Now, let’s apply a transformer model for a simple text analysis task like **sentiment analysis**.

```python
from transformers import pipeline

# Load a sentiment-analysis pipeline
nlp = pipeline("sentiment-analysis")

# Apply the model to sample text
result = nlp("Chunking helps language models understand long documents better.")
print(result)
```

### Output:

```text
[{'label': 'POSITIVE', 'score': 0.8838077187538147}]
```

### Explanation:

* The **pipeline()** function provides a ready-to-use interface for NLP tasks.
* We use the *sentiment-analysis* model to predict whether text expresses a positive, negative, or neutral sentiment.
* The result includes both the label and the confidence score.

---

## Summary

In this section, I covered:

* How to install and set up the Transformers library
* The basics of Transformer models
* How tokenization and text generation work in GPT-2
* How to handle large text inputs using chunking
* Performing text analysis using pre-trained models

This gives you a strong foundation in **working with NLP and LLMs using Transformers**.

---


## Conclusion

This notebook provided a detailed understanding of **Chunking**, emphasizing its two significant interpretations in the field of Natural Language Processing.

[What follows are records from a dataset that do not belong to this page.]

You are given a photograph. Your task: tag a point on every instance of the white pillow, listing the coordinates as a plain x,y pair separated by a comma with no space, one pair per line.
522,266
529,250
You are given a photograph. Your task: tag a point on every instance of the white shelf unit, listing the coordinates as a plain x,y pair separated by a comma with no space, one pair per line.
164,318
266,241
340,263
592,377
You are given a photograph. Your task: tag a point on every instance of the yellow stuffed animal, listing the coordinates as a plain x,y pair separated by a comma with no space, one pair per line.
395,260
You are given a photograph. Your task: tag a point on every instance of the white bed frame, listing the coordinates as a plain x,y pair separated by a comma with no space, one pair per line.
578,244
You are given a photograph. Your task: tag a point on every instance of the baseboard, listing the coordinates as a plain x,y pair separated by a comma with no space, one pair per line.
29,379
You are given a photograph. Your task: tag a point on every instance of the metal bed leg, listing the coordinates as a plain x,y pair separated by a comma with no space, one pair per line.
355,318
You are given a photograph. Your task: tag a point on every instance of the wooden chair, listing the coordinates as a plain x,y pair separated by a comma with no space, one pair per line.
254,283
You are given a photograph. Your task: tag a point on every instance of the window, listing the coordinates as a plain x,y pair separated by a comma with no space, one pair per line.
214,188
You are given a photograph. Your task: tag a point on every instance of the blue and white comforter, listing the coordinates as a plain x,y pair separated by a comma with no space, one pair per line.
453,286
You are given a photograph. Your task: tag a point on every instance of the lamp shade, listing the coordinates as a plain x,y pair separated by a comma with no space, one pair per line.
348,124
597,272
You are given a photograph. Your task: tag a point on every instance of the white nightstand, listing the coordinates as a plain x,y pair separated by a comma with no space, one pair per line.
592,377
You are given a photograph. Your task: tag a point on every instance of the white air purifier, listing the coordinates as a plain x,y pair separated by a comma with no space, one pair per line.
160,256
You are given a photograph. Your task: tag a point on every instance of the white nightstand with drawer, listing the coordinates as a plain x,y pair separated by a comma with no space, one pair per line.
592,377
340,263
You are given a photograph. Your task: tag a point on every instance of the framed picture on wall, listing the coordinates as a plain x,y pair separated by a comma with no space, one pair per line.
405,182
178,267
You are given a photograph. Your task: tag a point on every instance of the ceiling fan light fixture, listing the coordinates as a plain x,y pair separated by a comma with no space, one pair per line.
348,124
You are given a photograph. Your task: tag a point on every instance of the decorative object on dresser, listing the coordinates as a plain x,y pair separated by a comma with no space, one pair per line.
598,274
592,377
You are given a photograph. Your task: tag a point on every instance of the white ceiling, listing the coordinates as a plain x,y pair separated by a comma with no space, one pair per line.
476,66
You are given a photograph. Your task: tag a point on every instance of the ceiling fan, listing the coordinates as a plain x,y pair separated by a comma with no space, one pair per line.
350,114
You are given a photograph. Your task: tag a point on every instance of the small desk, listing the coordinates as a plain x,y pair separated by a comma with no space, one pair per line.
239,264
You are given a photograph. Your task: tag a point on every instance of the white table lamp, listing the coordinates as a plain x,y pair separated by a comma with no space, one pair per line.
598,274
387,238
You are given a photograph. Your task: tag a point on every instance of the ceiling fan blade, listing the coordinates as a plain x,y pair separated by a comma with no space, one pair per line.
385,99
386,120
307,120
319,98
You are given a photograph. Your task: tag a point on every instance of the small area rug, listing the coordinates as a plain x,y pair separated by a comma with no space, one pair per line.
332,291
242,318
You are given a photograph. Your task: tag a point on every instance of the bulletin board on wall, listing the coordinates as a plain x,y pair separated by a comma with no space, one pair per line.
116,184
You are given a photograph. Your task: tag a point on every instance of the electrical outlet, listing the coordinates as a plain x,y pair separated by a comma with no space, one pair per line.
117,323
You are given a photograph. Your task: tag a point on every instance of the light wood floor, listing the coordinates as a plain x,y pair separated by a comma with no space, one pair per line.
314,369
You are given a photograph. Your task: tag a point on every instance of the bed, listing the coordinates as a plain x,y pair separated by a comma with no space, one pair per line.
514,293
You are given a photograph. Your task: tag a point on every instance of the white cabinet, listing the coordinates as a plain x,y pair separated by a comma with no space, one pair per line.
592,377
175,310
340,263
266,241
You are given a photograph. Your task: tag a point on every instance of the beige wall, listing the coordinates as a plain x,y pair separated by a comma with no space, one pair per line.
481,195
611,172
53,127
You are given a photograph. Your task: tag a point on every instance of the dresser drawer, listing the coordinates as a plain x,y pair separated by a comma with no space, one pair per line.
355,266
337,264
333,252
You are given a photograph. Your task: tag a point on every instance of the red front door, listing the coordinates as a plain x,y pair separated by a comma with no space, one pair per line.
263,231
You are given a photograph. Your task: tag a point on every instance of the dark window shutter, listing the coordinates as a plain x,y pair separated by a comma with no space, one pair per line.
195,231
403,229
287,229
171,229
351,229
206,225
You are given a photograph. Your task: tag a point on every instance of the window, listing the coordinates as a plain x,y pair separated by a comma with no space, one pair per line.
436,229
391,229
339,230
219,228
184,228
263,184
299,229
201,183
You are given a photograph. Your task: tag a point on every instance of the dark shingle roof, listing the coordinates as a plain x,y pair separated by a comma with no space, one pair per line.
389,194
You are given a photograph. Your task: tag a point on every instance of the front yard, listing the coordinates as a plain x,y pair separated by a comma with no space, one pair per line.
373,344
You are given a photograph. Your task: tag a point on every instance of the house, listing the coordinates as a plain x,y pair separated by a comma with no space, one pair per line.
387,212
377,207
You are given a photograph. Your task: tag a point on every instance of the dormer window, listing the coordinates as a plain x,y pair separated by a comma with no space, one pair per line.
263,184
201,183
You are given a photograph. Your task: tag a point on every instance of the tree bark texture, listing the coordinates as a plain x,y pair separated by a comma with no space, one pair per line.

I successfully distinguished between:

1. **Chunking in Traditional NLP** – a **syntactic technique** used for *shallow parsing*, where text is divided into meaningful phrases like **Noun Phrases (NP)** and **Verb Phrases (VP)** to better understand sentence structure.
2. **Chunking in LLMs (Large Language Models)** – an **efficiency and context management strategy** used to handle long documents that exceed the model’s **context window**. This ensures that large texts can be processed effectively without losing context.

Overall, this session helped build a clear understanding of how **chunking plays a vital role** in both **structural language analysis** and **efficient text handling** in modern NLP applications.

---

### Key Learning

* Understood the dual meaning of chunking in **traditional NLP** and **LLMs**.
* Learned how **chunking improves efficiency and preserves context** when working with long text data.
* Implemented practical examples using **transformer models** to perform tokenization, text generation, and chunking.